The Nasdaq-listed internet company had a turnover of 594.2 million yuan, up 14 per cent from 521.3 million yuan on the previous year. The aggregate average of concurrent users on its domestic online games reached 886,000 in the second quarter, down from the 993,000 in the previous three months.

That decline was mainly due to an underperforming new game and more stringent anti-cheating efforts adopted by the firm.

'The second-quarter results largely came in line with our expectations,' Chi said, adding that the dip in net profit was a 'temporary fluctuation' in between new product launches.

Chi said Perfect World was looking to invest more in research and development, eyeing new acquisitions that can help it deliver more innovative games on the mainland and Western markets.
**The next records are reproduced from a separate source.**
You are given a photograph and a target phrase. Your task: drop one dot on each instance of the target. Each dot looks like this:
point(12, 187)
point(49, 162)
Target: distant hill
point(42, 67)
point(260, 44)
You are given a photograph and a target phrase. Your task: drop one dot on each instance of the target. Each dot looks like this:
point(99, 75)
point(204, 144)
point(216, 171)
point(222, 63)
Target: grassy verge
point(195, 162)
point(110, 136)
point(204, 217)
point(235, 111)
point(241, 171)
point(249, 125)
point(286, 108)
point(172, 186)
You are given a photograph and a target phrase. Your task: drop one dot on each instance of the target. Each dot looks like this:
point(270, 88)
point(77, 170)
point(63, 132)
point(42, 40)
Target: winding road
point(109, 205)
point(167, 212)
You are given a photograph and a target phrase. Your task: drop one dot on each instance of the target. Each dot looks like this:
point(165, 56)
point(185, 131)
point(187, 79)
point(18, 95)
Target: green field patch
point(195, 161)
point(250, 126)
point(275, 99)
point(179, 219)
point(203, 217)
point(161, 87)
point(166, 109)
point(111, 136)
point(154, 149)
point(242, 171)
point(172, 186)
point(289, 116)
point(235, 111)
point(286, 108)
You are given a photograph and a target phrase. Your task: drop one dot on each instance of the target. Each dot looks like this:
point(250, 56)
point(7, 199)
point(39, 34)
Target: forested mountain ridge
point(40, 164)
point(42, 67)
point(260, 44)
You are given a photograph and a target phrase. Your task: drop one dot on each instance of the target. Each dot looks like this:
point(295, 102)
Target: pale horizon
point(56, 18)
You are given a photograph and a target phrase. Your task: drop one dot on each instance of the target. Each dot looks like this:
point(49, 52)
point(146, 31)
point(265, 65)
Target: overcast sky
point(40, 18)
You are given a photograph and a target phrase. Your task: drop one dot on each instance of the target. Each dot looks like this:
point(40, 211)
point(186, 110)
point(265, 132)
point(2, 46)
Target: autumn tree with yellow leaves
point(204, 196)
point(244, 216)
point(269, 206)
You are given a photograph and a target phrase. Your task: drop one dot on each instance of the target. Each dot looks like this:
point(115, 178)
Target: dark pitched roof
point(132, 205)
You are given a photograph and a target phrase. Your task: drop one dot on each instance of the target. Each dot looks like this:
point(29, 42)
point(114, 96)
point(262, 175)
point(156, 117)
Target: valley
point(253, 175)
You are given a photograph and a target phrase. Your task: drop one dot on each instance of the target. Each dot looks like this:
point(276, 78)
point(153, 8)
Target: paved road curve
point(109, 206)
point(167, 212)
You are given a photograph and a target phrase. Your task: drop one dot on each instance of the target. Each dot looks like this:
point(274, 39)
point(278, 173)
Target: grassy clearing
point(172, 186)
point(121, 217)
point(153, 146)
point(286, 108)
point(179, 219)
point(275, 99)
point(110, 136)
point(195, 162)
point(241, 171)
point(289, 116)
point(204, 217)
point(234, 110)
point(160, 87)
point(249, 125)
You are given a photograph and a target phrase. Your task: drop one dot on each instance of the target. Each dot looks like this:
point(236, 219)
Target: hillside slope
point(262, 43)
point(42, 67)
The firm recently purchased a majority stake in US developer Runic Games. 'Our North American operations are also seeing healthy growth,' he said.

He added that the firm would also launch games in Europe in the near future.

Within the next few months, Perfect World expected to acquire, via subsidiary Beijing Perfect World Cultural Communication, a controlling stake in film and television production outfits Beijing Xinbaoyuan Movie & TV Investment and Shanghai Baohong Entertainment & Media.

Chi said Perfect World's involvement in the country's broader entertainment industry 'will lead to future benefits to our core business through content generation and co-promotion'.